The Supreme Court has today (05.04.17) ruled that civil service employees do not have to show the reason why they were disadvantaged to progress their claims of indirect discrimination against their employer, the Home Office. This decision overturned the earlier decision of the Court of Appeal in June 2015. 

The landmark case, brought by Thompsons on behalf of the Public and Commercial Services Union (PCS) concluded that workers do not need to prove the ‘reason why’ the practice in question puts, or would, put the affected group at a particular disadvantage. 

The case, which began in 2012, was brought on behalf of 49 black, Asian, and minority ethnic (BME) civil servants who brought claims of indirect race and age discrimination against the Home Office. In order to be eligible for promotion to certain higher grades, candidates had to pass the Core Skills Assessment (‘the CSA’), designed to test certain competencies. Each of the Claimants had failed the CSA. 

A report commissioned by the Home Office concluded that the CSA had a differential impact in relation to certain protected groups. Specifically, that white and younger candidates had a higher selection rate than BME and older candidates. 

In June 2013 the Employment Tribunal determined, as a preliminary issue, that the Claimants needed to demonstrate both the reason for the lower pass rate in the relevant protected group and that the reason explained their own failure to pass the CSA. The Employment Appeal Tribunal disagreed but the Court of Appeal favoured the original approach of the Employment Tribunal, leaving the Supreme Court to determine the correct approach to indirect discrimination under the Equality Act 2010. 

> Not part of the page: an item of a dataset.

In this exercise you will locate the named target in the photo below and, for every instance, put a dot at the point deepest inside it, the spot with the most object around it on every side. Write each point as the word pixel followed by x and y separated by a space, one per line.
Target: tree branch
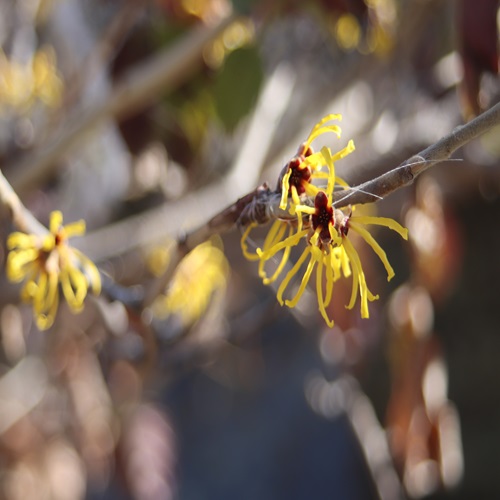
pixel 140 86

With the support of their union, PCS and the backing of the Equality and Human Rights Committee (EHRC), the employees were able to successfully challenge the findings of the Employment Tribunal and Court of Appeal. By a unanimous judgement, the Supreme Court said that it was ‘not necessary [for the workers] to establish the reason for the particular disadvantage.’ 

General Secretary of the PCS, Mark Serwotka, said: "This is a major win, not just for this group of civil servants, but for workers challenging discrimination in the workplace. 

“We knew these procedures were flawed, and the Home Office can no longer deny the fact that staff shouldn’t have to prove how and why they are being discriminated against.” 

Kate Lea, employment rights solicitor at Thompsons, added: “Indirect discrimination aims to achieve equality of results.  It deals with hidden forms of discrimination which are not easily identified. This decision will help workers challenge disguised discrimination in the workplace.”